Lo odié. Y al mismo tiempo, quise reírme.
A la mitad de la película, me ofreció su abrigo porque “parecía tener frío”.
No tenía, pero me lo puse igual.
Porque, honestamente, la forma en que su perfume se mezcló con el mío me hizo pensar que tal vez lo mío con el cine de autor tenía esperanza.
Al salir, el cielo estaba nublado (otra vez).
Nos refugiamos en su auto y él encendió la calefacción.
—¿Sabes qué es lo peor de las películas románticas? —dije.
—¿Qué?
—Que siempre terminan bien.
—Tal vez no todas —respondió, mirándome con esa expresión que te promete desastres hermosos.
…
Un sábado por la mañana, sonó el timbre.
Yo todavía estaba en piyama, con el cabello en modo “no me importa la vida” y la cara a medio lavar.
Cuando abrí la puerta, ahí estaba él.
Con dos cafés, una bolsa de muffins y esa sonrisa de “sé que me vas a perdonar por irrumpir en tu descanso”.
—¿Qué haces aquí? —pregunté.
—Desayuno sorpresa.
—Javier, son las nueve.
—Exacto. El momento perfecto entre la pereza y la lucidez.
Dejé que entrara.
Mientras me escondía en la cocina intentando peinarme con los dedos, él ya estaba acomodando todo en la mesa.
—¿Tienes idea de que esto es acoso alimenticio? —bromeé.
—Solo si no te gusta el muffin.
—Depende del sabor.
—Arándanos. Tu favorito.
—Touché.
Comimos entre risas y confesiones ligeras.
Hablamos de nuestras peores borracheras (él ganó, claramente) y de cómo ambos teníamos un historial amoroso que podía llenar una enciclopedia de errores.
Y ahí, entre un sorbo de café y otro, sentí esa sensación extraña, cálida, peligrosa. La que te dice que podrías enamorarte de alguien sin darte cuenta.
… Yo salía del trabajo tarde, cansada y con un paraguas roto, cuando lo vi esperándome en la esquina.
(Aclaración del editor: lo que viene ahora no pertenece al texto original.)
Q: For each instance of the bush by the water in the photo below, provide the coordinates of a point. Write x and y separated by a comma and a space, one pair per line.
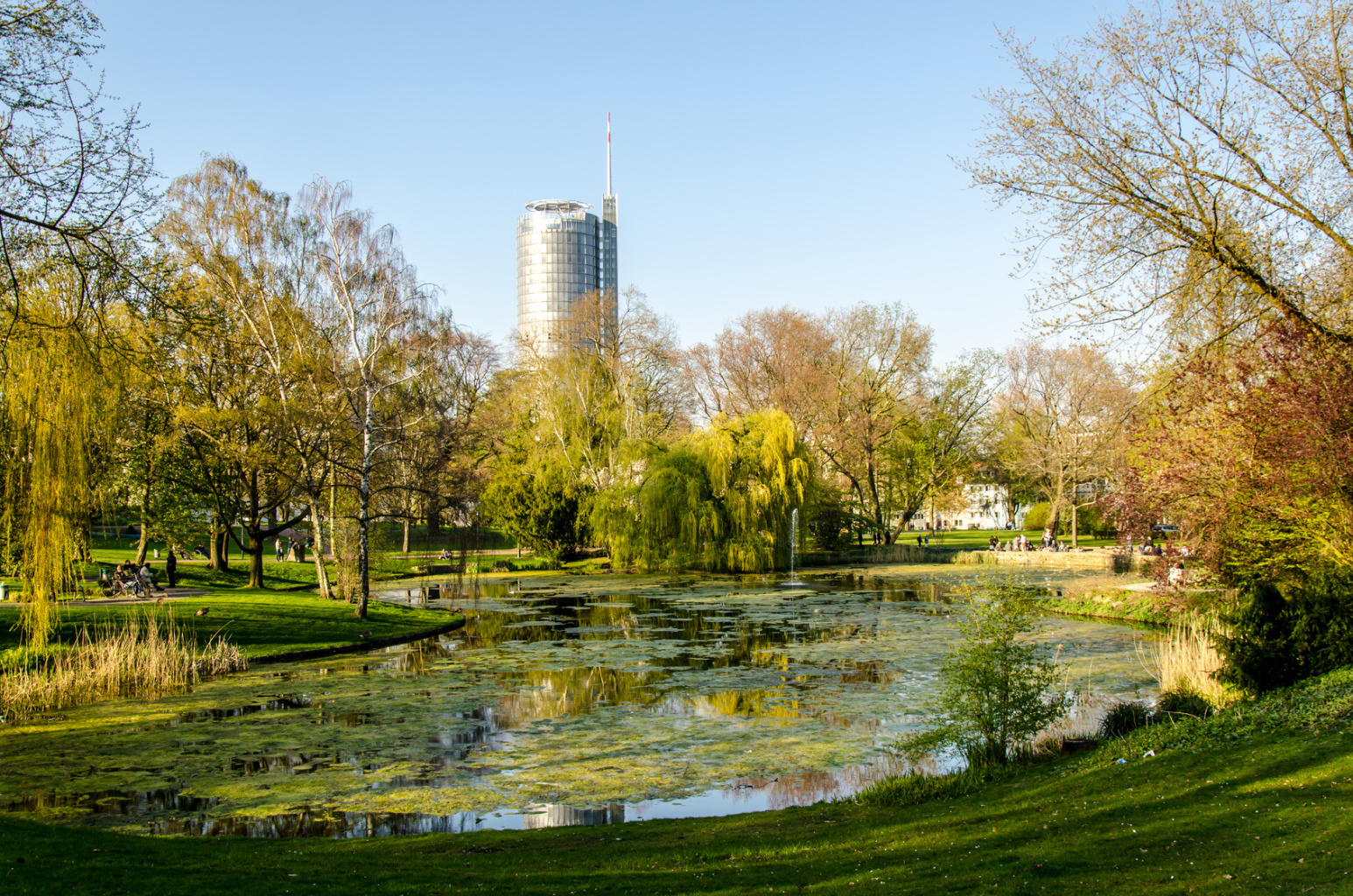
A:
1123, 719
1281, 635
996, 692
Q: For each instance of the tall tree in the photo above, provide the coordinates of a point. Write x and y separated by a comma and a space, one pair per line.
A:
72, 202
1067, 410
374, 314
1182, 155
256, 442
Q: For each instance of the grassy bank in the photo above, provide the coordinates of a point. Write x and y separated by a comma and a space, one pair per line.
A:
1258, 797
1108, 597
257, 621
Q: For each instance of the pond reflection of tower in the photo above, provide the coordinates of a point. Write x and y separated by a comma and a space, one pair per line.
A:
566, 815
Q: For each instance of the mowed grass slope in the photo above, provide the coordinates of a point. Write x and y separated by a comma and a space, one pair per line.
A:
259, 621
1251, 802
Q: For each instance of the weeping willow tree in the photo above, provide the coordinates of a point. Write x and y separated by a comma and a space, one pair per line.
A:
720, 500
50, 415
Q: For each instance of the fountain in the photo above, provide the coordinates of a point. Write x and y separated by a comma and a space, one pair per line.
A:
793, 550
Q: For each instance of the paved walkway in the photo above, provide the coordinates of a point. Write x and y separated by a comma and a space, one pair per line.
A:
168, 594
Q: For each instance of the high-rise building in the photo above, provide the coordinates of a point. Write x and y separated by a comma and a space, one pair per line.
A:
564, 254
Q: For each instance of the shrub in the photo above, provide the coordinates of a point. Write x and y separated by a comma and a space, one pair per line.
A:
1123, 719
1174, 703
1037, 516
1284, 635
996, 692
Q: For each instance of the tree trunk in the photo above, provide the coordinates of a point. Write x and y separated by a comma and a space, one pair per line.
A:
333, 514
321, 573
255, 552
220, 550
364, 517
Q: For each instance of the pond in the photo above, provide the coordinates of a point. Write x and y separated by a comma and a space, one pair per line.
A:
564, 700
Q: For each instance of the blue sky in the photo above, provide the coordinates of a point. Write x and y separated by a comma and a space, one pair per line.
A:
766, 155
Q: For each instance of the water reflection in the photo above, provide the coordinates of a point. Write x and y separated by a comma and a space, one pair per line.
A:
572, 702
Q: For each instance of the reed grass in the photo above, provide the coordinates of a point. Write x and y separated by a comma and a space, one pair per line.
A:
1184, 660
145, 654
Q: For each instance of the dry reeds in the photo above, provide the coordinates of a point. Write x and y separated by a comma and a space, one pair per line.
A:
146, 655
1184, 661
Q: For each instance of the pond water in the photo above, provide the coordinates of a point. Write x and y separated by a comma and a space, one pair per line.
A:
564, 700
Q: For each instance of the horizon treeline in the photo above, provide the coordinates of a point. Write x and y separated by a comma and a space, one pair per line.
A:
237, 360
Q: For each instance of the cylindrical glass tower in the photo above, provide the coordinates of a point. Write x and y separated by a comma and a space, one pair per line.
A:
557, 262
563, 254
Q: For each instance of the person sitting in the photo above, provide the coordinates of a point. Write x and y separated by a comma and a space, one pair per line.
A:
148, 577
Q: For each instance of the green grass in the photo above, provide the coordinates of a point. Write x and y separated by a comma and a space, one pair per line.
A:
978, 539
259, 621
1261, 797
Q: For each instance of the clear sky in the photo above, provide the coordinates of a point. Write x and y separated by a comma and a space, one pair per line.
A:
766, 155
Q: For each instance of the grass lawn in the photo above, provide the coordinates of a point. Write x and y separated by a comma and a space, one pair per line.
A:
259, 621
1258, 799
977, 539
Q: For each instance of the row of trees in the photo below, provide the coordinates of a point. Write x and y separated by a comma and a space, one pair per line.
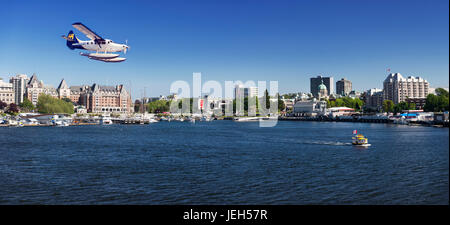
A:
161, 106
49, 104
11, 109
389, 106
354, 103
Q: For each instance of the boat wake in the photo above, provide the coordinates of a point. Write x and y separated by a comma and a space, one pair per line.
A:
335, 143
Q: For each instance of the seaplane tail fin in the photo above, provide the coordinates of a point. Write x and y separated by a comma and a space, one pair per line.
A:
71, 40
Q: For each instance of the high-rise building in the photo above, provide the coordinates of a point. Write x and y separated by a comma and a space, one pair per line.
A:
343, 87
316, 81
399, 89
19, 83
6, 92
373, 99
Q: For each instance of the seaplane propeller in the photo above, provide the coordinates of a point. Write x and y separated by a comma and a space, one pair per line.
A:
126, 47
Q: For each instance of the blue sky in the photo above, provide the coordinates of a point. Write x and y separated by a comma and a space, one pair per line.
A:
288, 41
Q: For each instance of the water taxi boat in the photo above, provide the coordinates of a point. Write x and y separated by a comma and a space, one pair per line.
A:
359, 140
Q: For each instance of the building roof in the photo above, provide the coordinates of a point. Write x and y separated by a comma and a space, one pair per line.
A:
33, 79
63, 85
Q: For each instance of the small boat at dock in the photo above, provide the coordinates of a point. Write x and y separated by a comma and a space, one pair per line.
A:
359, 140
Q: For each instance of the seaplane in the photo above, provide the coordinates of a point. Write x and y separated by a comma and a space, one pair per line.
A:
104, 48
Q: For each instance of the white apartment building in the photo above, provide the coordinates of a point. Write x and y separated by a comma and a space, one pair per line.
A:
6, 92
398, 89
19, 83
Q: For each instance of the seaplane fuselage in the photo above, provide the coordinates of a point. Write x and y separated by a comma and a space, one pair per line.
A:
96, 43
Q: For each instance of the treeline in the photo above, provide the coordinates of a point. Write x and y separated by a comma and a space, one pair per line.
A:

—¿Qué haces aquí? —pregunté.
—Te llevo a casa.
—¿Y cómo sabías que iba a salir ahora?
—Porque te conozco. Y porque Diana me mandó un mensaje.
—Esa traidora…
Caminamos bajo la lluvia. Otra vez.
Pero esta vez fue distinto. No hubo palabras innecesarias. Solo pasos acompasados, miradas que decían más que cualquier diálogo.
En un momento, se detuvo.
—Amara —susurró—. No quiero que pienses demasiado las cosas conmigo.
—¿Y si ya lo hago?
—Entonces te invito a dejar de hacerlo.
Y me besó.
No fue un beso de impulso. Fue uno de esos que llegan con pausa, con intención, con promesa de calma.
Y ahí, bajo la lluvia, decidí que tal vez estaba bien dejar que alguien más me cuidara por un rato.
…
Dos semanas después…
No sé si fue el ritmo o la costumbre, pero Javier se convirtió en parte de mi agenda. Nos veíamos todos los días. Literalmente.
Café antes del trabajo, mensajes durante el almuerzo, cena después de la oficina. Era como si él tuviera un cronómetro interno para aparecer justo cuando mi cerebro intentaba sobreanalizar las cosas.
Y claro, yo lo dejaba. Porque admitir que me gustaba demasiado habría sido una derrota emocional que no estaba lista para asumir.